Disamping kebijakan yang telah disebutkan, Raffles juga membangun gedung Harmoni di jalan Majapahit Jakarta untuk lembaga pengetahuan yang berdiri sejak tahun 1778 yang bernama Bataviaasch Genootschap.
Pada tanggal 13 Agustus 1814, di Eropa ditandatangani Perjanjian London oleh Inggris dan Belanda yang isinya Belanda memperoleh kembali sebagian besar daerah koloninya, termasuk Indonesia. Belanda kemudian membentuk Komisaris Jenderal yang akan melaksanakan kembali kekuasaan di Indonesia yaitu : Flout, Buyskess dan Van Der Capellen. Dengan tugas utama : menormalisasikan keadaan lama (Inggris) ke alam baru (Belanda) dengan masa peralihan dari tahun 1816-1819, untuk selanjutnya yang menjadi gubernur jendral adalah Van Der Capellen (1816-1824).

C.      Politik Kolonial Konservativ: Sistem Tanam Paksa
Pada tahun 1830 pada saat pemerintah penjajah hampir bangkrut setelah terlibat perang Perang Diponegoro 1825-1830 dan Perang Paderi di Sumatera Barat 1821-1837, ongkos imperialisme Belanda secara semena-mena diletakkan di atas pundak Jawa-Madura melalui Cultuurstelsel atau Sistem Tanam Paksa antara 1830-1870. Gubernur Jendral Johannes Van den Bosch adalah pelaksana sistem Tanam Paksa dengan tujuan utama mengisi kas pemerintahan jajahan yang kosong, atau menutup defisit anggaran pemerintah penjajahan yang besar.
           Van den Bosch mewajibkan setiap desa menyisihkan sebagian tanahnya (20%) untuk ditanami komoditi ekspor, khususnya kopi, tebu, dan tarum (nila).
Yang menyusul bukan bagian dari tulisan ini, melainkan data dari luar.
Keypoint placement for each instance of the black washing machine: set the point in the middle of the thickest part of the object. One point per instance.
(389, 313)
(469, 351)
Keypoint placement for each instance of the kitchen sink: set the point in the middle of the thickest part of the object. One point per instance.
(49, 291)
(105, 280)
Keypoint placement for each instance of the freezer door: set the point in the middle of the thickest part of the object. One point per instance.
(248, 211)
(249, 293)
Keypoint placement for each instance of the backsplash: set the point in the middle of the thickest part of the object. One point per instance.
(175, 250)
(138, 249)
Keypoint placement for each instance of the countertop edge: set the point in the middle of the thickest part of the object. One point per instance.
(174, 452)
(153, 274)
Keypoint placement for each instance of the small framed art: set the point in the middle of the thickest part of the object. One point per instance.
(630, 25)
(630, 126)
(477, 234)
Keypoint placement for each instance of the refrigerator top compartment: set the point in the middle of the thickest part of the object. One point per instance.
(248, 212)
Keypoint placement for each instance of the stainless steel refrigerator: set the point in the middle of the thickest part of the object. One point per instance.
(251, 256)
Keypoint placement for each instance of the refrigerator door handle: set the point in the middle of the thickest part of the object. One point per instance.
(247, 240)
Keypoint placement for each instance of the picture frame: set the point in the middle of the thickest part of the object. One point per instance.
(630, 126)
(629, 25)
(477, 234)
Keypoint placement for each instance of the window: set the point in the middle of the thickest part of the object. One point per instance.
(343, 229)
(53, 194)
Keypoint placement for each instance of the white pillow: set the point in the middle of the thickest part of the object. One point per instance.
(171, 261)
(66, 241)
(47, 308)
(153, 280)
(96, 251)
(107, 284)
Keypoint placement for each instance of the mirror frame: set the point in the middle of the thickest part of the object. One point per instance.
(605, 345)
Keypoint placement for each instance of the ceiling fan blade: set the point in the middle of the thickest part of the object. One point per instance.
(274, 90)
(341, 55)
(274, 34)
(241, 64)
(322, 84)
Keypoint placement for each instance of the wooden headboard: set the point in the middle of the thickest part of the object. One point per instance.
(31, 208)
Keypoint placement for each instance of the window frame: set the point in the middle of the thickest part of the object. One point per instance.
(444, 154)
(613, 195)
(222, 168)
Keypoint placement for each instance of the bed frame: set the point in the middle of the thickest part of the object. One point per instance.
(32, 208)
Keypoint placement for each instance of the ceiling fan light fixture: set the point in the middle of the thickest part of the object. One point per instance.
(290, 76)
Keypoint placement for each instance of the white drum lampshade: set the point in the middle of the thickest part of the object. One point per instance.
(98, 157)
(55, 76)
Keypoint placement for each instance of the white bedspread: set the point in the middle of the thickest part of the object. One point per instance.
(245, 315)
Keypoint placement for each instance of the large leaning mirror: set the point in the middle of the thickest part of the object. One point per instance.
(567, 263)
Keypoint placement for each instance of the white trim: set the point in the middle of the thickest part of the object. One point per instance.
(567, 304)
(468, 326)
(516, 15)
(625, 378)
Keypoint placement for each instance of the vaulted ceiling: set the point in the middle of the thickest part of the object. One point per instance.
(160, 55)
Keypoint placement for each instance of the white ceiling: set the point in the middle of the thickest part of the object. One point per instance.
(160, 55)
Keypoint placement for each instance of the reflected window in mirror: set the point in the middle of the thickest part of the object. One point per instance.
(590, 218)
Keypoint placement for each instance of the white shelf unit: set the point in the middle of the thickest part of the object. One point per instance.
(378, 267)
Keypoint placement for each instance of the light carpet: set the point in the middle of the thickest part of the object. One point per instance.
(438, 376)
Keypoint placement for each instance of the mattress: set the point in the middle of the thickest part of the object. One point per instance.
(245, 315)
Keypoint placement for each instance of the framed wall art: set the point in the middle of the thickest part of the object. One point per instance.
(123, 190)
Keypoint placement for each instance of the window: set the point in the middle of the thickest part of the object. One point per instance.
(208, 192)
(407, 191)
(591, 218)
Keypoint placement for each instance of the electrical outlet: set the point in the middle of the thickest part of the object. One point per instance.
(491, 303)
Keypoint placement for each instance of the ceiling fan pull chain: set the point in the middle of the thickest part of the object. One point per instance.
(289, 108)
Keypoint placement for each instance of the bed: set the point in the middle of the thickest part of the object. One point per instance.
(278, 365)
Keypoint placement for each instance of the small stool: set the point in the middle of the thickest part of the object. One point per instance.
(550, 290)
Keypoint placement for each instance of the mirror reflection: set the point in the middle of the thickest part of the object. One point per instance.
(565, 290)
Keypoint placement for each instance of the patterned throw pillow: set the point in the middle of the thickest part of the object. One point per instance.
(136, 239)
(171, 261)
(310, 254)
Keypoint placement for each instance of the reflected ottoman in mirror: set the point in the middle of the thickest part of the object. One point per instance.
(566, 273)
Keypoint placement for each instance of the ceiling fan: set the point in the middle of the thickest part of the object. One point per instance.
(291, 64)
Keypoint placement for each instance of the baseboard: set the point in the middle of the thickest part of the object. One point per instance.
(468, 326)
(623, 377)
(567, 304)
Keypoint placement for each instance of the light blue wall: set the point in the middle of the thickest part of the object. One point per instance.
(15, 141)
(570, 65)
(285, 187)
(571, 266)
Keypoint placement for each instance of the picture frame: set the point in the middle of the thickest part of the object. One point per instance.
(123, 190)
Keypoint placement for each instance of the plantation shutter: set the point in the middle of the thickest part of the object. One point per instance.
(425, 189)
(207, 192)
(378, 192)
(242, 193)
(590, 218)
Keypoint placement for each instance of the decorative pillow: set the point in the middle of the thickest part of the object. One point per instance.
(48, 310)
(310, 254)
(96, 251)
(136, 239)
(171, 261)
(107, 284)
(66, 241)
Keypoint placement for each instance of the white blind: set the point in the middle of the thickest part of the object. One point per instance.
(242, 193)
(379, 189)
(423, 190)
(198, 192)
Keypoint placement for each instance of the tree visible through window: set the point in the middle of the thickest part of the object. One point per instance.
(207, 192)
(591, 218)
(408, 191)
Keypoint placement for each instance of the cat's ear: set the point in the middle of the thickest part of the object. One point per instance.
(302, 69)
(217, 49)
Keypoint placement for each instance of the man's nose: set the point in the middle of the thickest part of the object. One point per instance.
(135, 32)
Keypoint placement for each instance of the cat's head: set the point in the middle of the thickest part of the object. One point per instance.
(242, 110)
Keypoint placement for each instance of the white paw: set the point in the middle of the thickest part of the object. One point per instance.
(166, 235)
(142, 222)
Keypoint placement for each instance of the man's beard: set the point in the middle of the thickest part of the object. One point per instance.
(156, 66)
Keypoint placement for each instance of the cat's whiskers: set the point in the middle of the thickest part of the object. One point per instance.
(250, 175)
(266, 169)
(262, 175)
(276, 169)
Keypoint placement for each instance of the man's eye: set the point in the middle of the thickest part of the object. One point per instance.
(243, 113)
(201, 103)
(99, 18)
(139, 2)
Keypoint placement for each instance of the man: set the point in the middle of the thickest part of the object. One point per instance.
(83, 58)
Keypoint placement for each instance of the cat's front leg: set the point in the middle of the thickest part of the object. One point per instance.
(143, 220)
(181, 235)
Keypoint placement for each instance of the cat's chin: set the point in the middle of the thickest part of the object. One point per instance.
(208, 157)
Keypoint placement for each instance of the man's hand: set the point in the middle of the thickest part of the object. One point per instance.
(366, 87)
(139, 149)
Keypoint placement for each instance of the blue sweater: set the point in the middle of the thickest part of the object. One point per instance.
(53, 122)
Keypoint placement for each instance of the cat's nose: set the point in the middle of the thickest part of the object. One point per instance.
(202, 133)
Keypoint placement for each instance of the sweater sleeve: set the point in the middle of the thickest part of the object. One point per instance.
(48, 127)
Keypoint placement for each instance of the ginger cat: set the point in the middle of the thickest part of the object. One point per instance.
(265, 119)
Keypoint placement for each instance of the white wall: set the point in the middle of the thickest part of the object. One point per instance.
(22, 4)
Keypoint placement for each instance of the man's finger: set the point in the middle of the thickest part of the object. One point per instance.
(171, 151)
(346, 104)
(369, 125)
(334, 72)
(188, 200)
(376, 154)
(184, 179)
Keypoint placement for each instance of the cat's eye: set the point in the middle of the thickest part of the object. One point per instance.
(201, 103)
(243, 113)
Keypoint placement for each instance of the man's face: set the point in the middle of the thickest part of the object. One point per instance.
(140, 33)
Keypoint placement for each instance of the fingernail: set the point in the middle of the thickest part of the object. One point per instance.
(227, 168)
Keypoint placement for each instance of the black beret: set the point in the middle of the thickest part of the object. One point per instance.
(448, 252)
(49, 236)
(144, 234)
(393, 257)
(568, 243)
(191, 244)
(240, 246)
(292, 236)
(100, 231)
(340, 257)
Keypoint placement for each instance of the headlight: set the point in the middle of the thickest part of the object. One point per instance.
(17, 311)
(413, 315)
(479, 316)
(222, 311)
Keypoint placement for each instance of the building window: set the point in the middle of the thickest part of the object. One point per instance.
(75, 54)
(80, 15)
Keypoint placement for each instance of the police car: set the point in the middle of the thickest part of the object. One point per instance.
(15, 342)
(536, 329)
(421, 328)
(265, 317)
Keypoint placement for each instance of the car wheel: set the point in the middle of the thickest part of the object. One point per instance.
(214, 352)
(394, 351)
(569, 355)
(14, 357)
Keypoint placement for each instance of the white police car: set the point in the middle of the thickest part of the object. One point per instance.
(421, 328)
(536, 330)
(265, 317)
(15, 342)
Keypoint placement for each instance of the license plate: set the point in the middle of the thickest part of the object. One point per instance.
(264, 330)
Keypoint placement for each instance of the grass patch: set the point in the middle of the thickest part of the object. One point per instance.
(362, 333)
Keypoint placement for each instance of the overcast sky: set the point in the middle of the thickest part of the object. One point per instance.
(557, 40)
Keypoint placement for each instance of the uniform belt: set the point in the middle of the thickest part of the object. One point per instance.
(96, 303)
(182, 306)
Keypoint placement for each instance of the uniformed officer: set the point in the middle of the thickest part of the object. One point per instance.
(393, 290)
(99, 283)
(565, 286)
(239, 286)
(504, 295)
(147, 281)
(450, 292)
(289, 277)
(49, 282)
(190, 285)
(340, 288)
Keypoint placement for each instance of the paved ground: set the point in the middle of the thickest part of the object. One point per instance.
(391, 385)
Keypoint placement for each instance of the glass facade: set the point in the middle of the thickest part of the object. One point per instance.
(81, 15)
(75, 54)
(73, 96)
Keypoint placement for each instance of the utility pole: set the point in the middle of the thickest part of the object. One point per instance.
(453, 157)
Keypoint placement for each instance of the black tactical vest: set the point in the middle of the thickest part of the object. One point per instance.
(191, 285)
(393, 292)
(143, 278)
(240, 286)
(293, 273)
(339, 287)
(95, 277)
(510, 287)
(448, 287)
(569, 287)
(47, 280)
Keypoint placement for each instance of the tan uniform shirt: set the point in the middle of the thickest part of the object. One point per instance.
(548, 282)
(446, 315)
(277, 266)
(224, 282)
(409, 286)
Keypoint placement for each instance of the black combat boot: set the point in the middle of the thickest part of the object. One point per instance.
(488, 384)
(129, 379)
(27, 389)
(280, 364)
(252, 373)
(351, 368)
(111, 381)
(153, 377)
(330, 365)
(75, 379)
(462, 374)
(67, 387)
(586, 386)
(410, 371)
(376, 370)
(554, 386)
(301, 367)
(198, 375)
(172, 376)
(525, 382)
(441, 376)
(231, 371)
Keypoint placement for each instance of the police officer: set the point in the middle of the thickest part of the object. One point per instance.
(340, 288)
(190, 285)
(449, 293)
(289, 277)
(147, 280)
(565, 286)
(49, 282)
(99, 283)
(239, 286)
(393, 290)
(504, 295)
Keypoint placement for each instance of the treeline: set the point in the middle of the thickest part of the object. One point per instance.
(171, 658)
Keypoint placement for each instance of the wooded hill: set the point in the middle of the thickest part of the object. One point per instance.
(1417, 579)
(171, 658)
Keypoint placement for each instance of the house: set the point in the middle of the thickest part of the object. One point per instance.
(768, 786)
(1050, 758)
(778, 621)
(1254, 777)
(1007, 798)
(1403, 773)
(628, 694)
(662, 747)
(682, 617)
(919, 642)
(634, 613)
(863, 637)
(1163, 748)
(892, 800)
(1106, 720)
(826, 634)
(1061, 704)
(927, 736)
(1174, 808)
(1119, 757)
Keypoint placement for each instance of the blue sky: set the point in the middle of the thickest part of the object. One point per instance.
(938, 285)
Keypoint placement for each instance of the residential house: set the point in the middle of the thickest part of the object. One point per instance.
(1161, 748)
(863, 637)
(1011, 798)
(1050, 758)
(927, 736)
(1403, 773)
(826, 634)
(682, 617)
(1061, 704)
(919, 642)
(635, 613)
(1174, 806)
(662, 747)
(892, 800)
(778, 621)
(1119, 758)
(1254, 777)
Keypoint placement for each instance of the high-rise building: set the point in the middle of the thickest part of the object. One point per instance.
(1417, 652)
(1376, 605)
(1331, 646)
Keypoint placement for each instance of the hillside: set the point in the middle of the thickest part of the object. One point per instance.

Hasil tanaman ini akan dijual kepada pemerintah kolonial dengan harga yang sudah dipastikan dan hasil panen diserahkan kepada pemerintah kolonial. Penduduk desa yang tidak memiliki tanah harus bekerja 75 hari dalam setahun (20%) pada kebun-kebun milik pemerintah yang menjadi semacam pajak.
            Sistem tanam paksa berangkat dari asumsi bahwa desa-desa di Jawa berutang sewa tanah kepada pemerintah, yang biasanya diperhitungkan senilai 40% dari hasil panen utama desa yang bersangkutan. Bila pendapatan desa dari penjualan komoditi ekspor itu lebih banyak daripada pajak tanah yang mesti dibayar, desa itu akan menerima kelebihannya. Jika kurang, desa tersebut mesti membayar kekurangan tadi dari sumber-sumber lain.
           Bagi pemerintah kolonial Hindia Belanda, sistem ini berhasil luar biasa. Karena antara 1831-1871 Batavia tidak hanya bisa membangun sendiri, melainkan punya hasil bersih 823 juta gulden untuk kas di Kerajaan Belanda. Umumnya, lebih dari 30 persen anggaran belanja kerajaan berasal kiriman dari Batavia.
            Badan operasi sistem tanam paksa Nederlandsche Handel Maatchappij (NHM) merupakan reinkarnasi VOC yang telah bangkrut. Untuk mendorong keberhasilan sistem ini para kepala desa mendapatkan komisi dari hasil tanam paksa ini. Sistem ini tidak diberlakukan pada desa-desa perdikan (desa bebas pajak) karena kewajiban khusus dari kekuasaan feodal seperti mengurus makam dan memelihara pesantren.
           Akibat tanam paksa ini, produksi beras semakin berkurang, dan harganya pun melambung. Pada tahun 1843, muncul bencana kelaparan di Cirebon, Jawa Barat. Kelaparan juga melanda Jawa Tengah, tahun 1850. Setelah mendapat protes keras dari berbagai kalangan di Belanda, akhirnya sistem tanam paksa dihapus pada tahun 1870, meskipun untuk tanaman kopi di luar Jawa masih terus berlangsung sampai 1915. Program yang dijalankan untuk menggantinya adalah sistem sewa tanah dalam UU Agraria 1870.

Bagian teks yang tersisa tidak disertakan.